Algorithms from zero ALG · 09 · 04

Connected components: count islands and flood fill

A connected component is a maximal set of mutually reachable vertices in an undirected graph. Loop over every vertex, launch BFS/DFS from each unvisited one, increment a counter. The grid ''''number of islands'''' is the same flood-fill idea. O(V+E); grid O(rows*cols).

ALG ◷ 26 min

You learned DFS and BFS. Both start from one vertex and visit everything reachable from it. But here is the catch from the last two lessons: a single traversal only reaches one “piece” of the graph. If the graph has disconnected parts—two separate clusters of friends with no link between them—one BFS will never cross the gap. So how do you find every separate piece and count them? The trick is small and powerful: loop over all vertices, and every time you hit a vertex you have not visited yet, launch a fresh BFS or DFS and bump a counter. Each launch swallows one whole connected component. The same pattern solves the famous interview problem “number of islands”: a grid of land and water is just a graph in disguise, and each island is a connected component.

Goal

After this lesson you can define a connected component in an undirected graph (a maximal set of mutually reachable vertices). You can write the count-components algorithm: loop over every vertex, run BFS or DFS from each unvisited one, increment a counter per launch. You understand why each traversal marks exactly one whole component visited, so vertices are never double-counted. You can solve the grid variant “number of islands” / flood fill by treating a grid as an implicit graph with 4-directional neighbors. You know the complexity is O(V + E) for an explicit graph and O(rows * cols) for a grid. You can also state the directed-graph caveat: in a directed graph the right notions are weakly and strongly connected components, and strongly connected components need a different algorithm (deferred). Next lesson goes deeper into graph structure.

The idea

What is a connected component?

In an undirected graph, a connected component is a maximal set of vertices where every vertex can reach every other vertex by following edges. “Maximal” means you cannot add any more vertices to the set and keep it connected—the component already contains everything reachable.

A graph that is one single piece has exactly one component. A graph split into separate clusters has one component per cluster.
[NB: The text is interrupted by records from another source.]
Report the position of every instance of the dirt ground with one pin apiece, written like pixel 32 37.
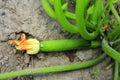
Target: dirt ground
pixel 28 16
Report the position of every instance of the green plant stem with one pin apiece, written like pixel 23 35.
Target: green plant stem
pixel 52 69
pixel 110 51
pixel 68 44
pixel 115 13
pixel 115 34
pixel 80 11
pixel 62 18
pixel 48 9
pixel 116 71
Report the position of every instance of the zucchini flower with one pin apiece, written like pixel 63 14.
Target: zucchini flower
pixel 32 46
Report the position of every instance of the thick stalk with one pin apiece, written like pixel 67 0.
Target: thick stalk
pixel 52 69
pixel 115 13
pixel 68 44
pixel 80 19
pixel 116 71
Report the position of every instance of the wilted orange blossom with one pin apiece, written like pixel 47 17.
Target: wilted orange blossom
pixel 30 45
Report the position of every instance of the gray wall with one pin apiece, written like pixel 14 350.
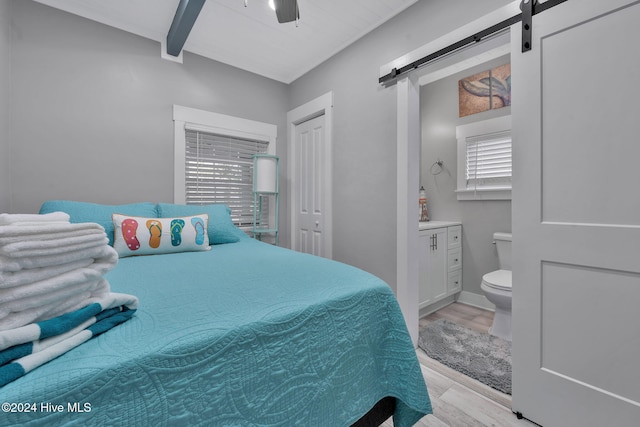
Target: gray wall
pixel 92 109
pixel 439 118
pixel 5 88
pixel 364 159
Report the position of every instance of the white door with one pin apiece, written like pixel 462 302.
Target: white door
pixel 576 216
pixel 308 184
pixel 433 266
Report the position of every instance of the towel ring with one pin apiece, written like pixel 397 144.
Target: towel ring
pixel 439 164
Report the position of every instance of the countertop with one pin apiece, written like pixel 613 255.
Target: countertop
pixel 428 225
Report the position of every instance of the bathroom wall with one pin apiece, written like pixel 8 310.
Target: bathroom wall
pixel 439 117
pixel 364 128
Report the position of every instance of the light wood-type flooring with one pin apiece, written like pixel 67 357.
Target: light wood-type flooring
pixel 458 400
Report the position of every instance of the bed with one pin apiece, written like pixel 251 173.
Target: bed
pixel 245 333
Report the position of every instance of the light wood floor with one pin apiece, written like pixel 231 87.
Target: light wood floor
pixel 458 400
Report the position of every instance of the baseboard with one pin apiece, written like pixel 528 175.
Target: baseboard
pixel 427 310
pixel 475 300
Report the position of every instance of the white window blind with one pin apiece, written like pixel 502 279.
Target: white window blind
pixel 219 169
pixel 488 161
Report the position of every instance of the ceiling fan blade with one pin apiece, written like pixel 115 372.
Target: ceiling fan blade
pixel 287 10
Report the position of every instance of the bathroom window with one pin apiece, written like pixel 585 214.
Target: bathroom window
pixel 484 160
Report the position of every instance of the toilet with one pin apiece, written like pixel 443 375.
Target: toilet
pixel 497 287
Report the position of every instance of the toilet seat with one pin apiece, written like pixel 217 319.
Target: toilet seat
pixel 499 279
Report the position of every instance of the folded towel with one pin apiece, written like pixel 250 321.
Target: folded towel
pixel 15 314
pixel 24 349
pixel 36 248
pixel 6 219
pixel 46 231
pixel 10 279
pixel 8 264
pixel 74 278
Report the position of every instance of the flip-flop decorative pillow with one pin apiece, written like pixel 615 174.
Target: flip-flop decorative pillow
pixel 220 229
pixel 147 236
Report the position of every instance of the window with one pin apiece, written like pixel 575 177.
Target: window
pixel 214 161
pixel 484 160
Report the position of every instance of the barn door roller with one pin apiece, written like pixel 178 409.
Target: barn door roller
pixel 529 8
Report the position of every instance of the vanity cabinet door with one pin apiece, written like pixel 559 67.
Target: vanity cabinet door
pixel 433 265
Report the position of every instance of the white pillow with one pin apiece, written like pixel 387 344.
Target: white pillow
pixel 136 235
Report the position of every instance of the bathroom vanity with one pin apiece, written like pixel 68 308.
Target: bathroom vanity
pixel 440 246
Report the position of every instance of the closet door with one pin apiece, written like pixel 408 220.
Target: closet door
pixel 576 216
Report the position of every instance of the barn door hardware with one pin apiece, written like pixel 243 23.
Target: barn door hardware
pixel 527 17
pixel 529 8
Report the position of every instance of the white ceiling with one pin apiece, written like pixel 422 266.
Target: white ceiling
pixel 249 37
An isolated vertex (no edges) is a component all by itself.

Example: a graph with three components

Component A      Component B    Component C

  0 --- 1            3              5 --- 6
  |    /             |
  2 --/              4

  {0, 1, 2}        {3, 4}         {5, 6}

Vertices 0, 1, 2 are all mutually reachable, so they form one component. 3 and 4 form a second. 5 and 6 form a third. There is no edge bridging A, B, and C, so this graph has 3 connected components.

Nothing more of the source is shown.